Later, this would become almost my standard way of eating. With a bit of practice, it works perfectly without cutlery. You don’t really need it—it just wastes water, and water doesn’t come easily in the desert.

I turned back and drove down the small hill close to sea level, then headed left out of the city along the road. On the left was a wadi, on the right low hills. There were no buildings anymore. On impulse, I left the paved road and followed a dirt track up a hill on the right. The track was well worn, so climbing wasn’t difficult. At the top were a few small houses—apparently a farm. Cacti grew everywhere. The farm was inhabited, and a dog barked from a distance but didn’t come closer.

I left the engine running and looked out toward Sidi Ifni spreading out below toward the sea. I felt slightly uneasy and drove back down to the road. There was a great view to the west. Opposite, I saw another small hill with a track leading up. Spontaneously, I decided to go up there too. I had nothing else planned—and I had never driven a moped up a hill before.

I rode west along the road and turned off at the next junction onto another rocky track. At a fork I went straight ahead, then turned left up the hill. The road became increasingly bad. At first, fist-sized stones were manageable. Later, they seemed harmless compared to what followed. The slope grew steeper, the stones larger. Eventually it was almost all boulders. At first I was careful, then increasingly aggressive, because the hill was steep and the moped had little power. Often I had to get off and push it uphill while revving the engine.

I started sweating and doubting the wisdom of my plan. Somehow it still worked, and I reached the top. From there, the view in all directions was fantastic. I drank generously from the bottle strapped to the luggage rack and looked around. Interestingly, there were ruins of old buildings buried everywhere, mostly visible only as ditches or fragments of masonry.

After some wandering, I headed back down. That was much easier, though the moped seemed to have aged about ten years during the excursion. I worried about a breakdown that would force me to walk back. Because I had to stand both uphill and downhill, the handlebars became loose and bent downward. Fortunately, I was able to bend them back.
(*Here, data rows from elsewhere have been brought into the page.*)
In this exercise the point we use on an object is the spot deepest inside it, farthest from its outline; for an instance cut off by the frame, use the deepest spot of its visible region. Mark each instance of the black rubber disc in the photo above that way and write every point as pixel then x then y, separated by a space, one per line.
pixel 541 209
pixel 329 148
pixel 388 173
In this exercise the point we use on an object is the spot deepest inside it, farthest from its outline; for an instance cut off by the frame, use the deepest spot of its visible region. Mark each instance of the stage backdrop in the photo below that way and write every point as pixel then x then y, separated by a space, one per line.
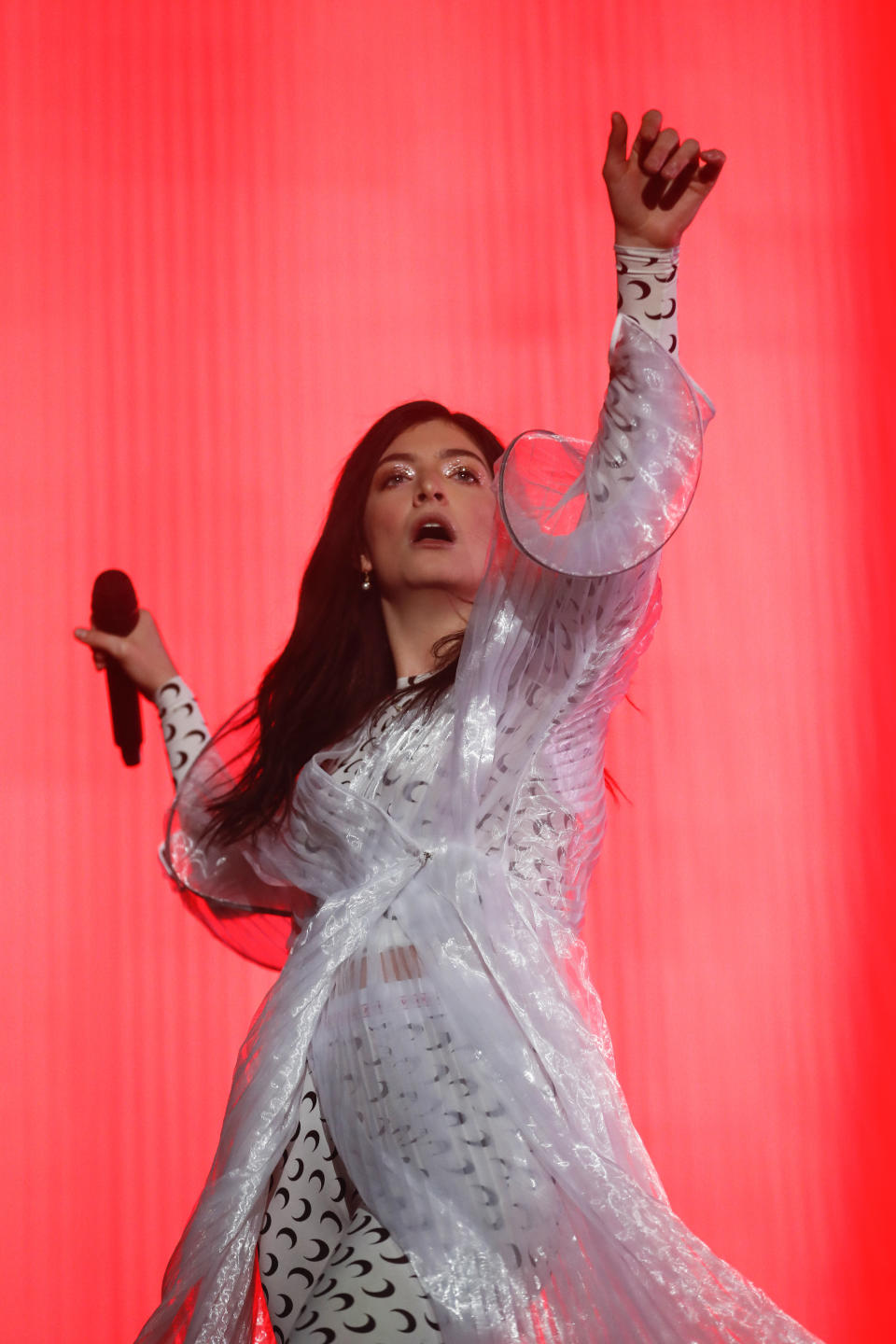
pixel 232 234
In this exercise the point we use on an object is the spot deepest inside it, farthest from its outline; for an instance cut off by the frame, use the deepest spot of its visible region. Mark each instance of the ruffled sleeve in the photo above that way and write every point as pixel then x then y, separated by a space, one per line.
pixel 567 608
pixel 605 507
pixel 235 891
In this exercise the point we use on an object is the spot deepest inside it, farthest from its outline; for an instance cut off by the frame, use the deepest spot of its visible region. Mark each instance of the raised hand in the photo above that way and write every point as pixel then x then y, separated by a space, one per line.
pixel 657 189
pixel 141 653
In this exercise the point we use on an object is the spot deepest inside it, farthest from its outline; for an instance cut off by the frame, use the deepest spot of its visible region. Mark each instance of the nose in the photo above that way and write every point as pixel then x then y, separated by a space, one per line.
pixel 428 487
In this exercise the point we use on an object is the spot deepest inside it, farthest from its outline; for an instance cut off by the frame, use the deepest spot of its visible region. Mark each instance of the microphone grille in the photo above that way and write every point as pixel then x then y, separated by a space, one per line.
pixel 113 604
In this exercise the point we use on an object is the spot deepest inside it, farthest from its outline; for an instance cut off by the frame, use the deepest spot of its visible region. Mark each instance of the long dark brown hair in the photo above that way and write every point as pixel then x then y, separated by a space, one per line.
pixel 336 665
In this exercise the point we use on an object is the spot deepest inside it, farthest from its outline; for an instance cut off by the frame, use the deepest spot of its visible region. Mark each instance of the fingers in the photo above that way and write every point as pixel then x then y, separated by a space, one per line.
pixel 615 159
pixel 711 167
pixel 648 132
pixel 104 645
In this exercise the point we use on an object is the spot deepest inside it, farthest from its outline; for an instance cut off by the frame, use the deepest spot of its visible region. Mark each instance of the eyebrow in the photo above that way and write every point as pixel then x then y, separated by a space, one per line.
pixel 443 455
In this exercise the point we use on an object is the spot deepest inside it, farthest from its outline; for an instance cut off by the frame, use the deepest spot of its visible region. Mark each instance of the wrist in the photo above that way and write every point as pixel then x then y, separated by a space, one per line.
pixel 644 252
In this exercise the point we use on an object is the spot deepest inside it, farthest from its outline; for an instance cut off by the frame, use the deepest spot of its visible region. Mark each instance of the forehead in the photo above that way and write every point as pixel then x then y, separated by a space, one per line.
pixel 431 440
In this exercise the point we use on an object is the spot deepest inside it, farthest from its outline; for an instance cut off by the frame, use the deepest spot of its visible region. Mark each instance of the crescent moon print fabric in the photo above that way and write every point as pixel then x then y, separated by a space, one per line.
pixel 425 1135
pixel 329 1269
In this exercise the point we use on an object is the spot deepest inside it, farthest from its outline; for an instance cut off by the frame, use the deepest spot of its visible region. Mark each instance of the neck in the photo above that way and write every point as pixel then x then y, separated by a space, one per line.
pixel 418 623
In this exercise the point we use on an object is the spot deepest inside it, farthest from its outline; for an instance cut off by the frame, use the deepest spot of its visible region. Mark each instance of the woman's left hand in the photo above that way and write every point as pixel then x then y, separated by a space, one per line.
pixel 658 189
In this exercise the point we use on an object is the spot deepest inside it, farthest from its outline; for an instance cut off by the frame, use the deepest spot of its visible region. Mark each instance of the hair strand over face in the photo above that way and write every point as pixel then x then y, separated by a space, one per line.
pixel 337 665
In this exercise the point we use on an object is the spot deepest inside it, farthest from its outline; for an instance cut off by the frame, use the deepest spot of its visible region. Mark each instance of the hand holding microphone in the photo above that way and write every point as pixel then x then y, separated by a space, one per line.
pixel 127 643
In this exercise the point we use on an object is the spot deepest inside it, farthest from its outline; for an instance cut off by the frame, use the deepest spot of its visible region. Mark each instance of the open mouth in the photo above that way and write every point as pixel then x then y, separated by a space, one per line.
pixel 433 530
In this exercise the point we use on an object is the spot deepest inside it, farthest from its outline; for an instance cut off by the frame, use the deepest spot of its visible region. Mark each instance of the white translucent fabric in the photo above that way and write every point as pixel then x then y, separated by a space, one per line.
pixel 473 1096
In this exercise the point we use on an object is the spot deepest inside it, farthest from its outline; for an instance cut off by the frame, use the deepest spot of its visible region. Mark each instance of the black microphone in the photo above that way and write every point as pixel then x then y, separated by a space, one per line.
pixel 113 608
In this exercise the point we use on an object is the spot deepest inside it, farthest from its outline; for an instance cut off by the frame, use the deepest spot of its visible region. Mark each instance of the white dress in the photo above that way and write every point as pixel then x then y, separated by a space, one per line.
pixel 473 1097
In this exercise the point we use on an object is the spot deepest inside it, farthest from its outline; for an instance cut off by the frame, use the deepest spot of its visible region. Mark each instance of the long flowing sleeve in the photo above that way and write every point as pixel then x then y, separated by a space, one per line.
pixel 251 909
pixel 572 595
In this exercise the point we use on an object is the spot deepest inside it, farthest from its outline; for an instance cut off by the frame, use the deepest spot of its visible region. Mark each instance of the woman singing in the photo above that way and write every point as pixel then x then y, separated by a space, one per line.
pixel 425 1137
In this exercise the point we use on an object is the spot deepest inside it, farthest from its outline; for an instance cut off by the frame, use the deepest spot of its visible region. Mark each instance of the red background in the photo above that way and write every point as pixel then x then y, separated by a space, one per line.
pixel 234 234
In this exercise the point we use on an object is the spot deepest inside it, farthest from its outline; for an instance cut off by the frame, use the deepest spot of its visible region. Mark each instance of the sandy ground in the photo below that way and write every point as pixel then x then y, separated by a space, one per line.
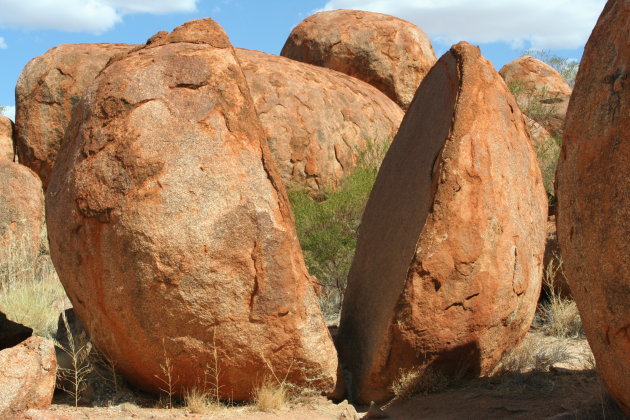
pixel 566 390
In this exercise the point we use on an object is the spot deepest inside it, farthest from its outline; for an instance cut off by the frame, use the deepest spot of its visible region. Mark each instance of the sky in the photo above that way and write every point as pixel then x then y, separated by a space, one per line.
pixel 503 29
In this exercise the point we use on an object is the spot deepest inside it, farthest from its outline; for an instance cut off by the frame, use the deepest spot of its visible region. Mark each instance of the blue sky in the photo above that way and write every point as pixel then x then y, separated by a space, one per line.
pixel 502 28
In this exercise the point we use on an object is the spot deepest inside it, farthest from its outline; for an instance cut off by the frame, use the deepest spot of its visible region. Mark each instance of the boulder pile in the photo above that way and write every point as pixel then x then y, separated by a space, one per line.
pixel 447 270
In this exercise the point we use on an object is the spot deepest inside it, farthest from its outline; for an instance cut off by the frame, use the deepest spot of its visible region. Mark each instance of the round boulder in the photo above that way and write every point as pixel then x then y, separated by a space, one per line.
pixel 447 270
pixel 21 215
pixel 540 90
pixel 389 53
pixel 172 233
pixel 318 121
pixel 593 192
pixel 46 93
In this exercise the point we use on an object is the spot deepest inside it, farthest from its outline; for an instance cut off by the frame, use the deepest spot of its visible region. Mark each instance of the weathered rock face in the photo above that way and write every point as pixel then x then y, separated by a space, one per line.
pixel 448 263
pixel 541 91
pixel 12 333
pixel 170 228
pixel 391 54
pixel 593 191
pixel 6 139
pixel 47 91
pixel 317 120
pixel 21 213
pixel 27 376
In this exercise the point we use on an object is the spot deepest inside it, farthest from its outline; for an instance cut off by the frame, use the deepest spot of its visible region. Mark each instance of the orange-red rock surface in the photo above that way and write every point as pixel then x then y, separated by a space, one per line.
pixel 171 231
pixel 27 376
pixel 541 89
pixel 318 121
pixel 21 213
pixel 47 91
pixel 6 138
pixel 389 53
pixel 447 270
pixel 593 191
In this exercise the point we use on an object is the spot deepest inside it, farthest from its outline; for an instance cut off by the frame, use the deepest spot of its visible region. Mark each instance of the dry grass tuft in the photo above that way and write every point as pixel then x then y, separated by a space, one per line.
pixel 559 314
pixel 535 354
pixel 200 402
pixel 30 291
pixel 270 395
pixel 419 380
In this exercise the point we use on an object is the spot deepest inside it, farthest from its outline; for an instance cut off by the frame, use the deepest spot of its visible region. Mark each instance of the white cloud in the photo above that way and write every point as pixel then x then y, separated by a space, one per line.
pixel 9 111
pixel 551 24
pixel 95 16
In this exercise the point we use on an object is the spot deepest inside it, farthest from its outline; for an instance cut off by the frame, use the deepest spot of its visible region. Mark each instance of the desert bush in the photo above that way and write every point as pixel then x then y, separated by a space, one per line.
pixel 30 291
pixel 558 315
pixel 534 354
pixel 270 395
pixel 565 66
pixel 537 104
pixel 73 379
pixel 328 224
pixel 419 380
pixel 199 401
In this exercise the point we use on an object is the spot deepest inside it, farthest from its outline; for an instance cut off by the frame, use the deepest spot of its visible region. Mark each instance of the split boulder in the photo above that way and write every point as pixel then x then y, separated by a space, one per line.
pixel 318 121
pixel 593 191
pixel 172 233
pixel 6 139
pixel 447 270
pixel 389 53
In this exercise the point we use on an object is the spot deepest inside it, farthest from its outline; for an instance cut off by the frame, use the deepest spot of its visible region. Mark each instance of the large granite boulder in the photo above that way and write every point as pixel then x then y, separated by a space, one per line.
pixel 447 270
pixel 593 191
pixel 47 92
pixel 389 53
pixel 171 231
pixel 540 90
pixel 318 121
pixel 27 376
pixel 21 215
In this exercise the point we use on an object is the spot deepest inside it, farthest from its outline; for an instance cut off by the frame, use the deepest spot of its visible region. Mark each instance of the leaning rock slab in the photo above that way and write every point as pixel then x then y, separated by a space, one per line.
pixel 21 214
pixel 6 139
pixel 27 376
pixel 317 120
pixel 389 53
pixel 171 231
pixel 540 89
pixel 593 191
pixel 447 270
pixel 46 93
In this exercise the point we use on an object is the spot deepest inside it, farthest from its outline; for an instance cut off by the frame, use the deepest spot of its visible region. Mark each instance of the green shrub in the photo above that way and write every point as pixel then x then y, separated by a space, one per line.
pixel 327 226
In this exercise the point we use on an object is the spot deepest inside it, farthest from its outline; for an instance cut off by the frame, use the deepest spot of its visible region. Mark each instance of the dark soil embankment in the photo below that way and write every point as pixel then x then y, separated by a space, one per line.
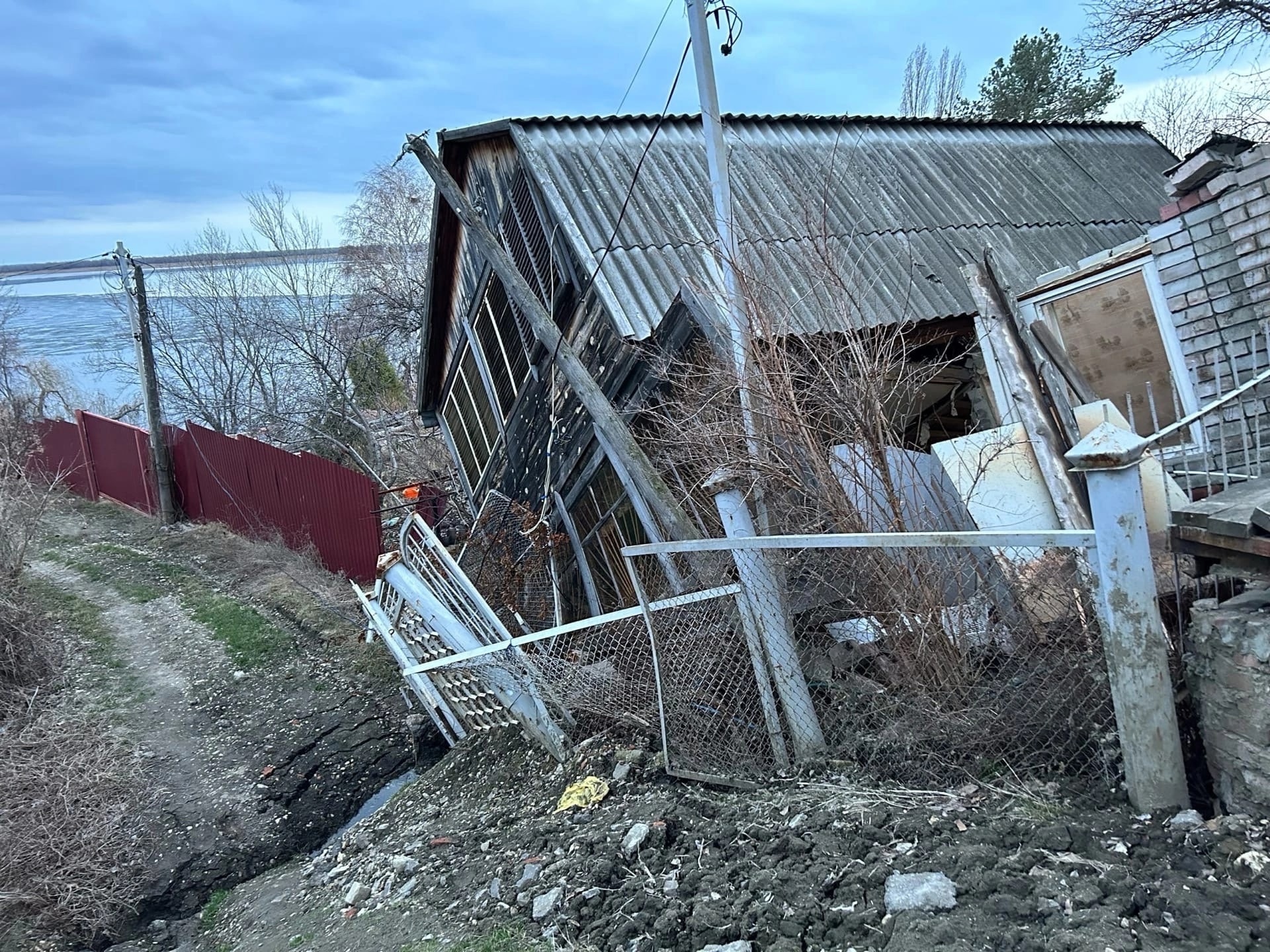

By now it was getting late; darkness falls early here, around 18:00. I rode back through the city and on to Legzira. I lay down briefly on the beach and watched the sunset opposite. Several dogs were around, one of which lay down next to me.

I walked along the beach for a while, thinking about what to do next. It felt a bit lonely, but with my new mobility I could always ride back into town. I grabbed my netbook and rode to the “bus station” area for dinner. By then it was dark. On the country road I drove my rattling machine at full throttle. Dinner was omelette, fries, and tea again.

In the evening there was much more activity in town than at noon. Earlier the streets had been almost empty; now cafés and streets were full. I watched people for a while, then rode to an internet café around the corner. Since Marrakech, I hadn’t been online—maybe not even there. I had to wait, so I sat on the steps outside, smoking one cigarette after another. Teenagers spent their evenings chatting on the computers.

An hour cost about one euro. The café had around ten computers, sharing something like DSL speed. I got an old machine with badly installed software, but that didn’t matter. I spent a long time answering work emails and browsing. Shortly before midnight, I rode back to Legzira.

On the country road, covering the roughly 15 km, it became quite cold. I parked the moped where the hotel staff had told me earlier and went to my room. On the terrace I enjoyed the silence, the loud roar of the sea, and the incredible clarity of the stars. The clothes I had hung out to dry were no drier than the day before. I had hoped the sun would help, but at nearly 100% humidity nothing dries.

I studied the guidebook again and decided that the next day would be my farewell here—I would head into the mountains.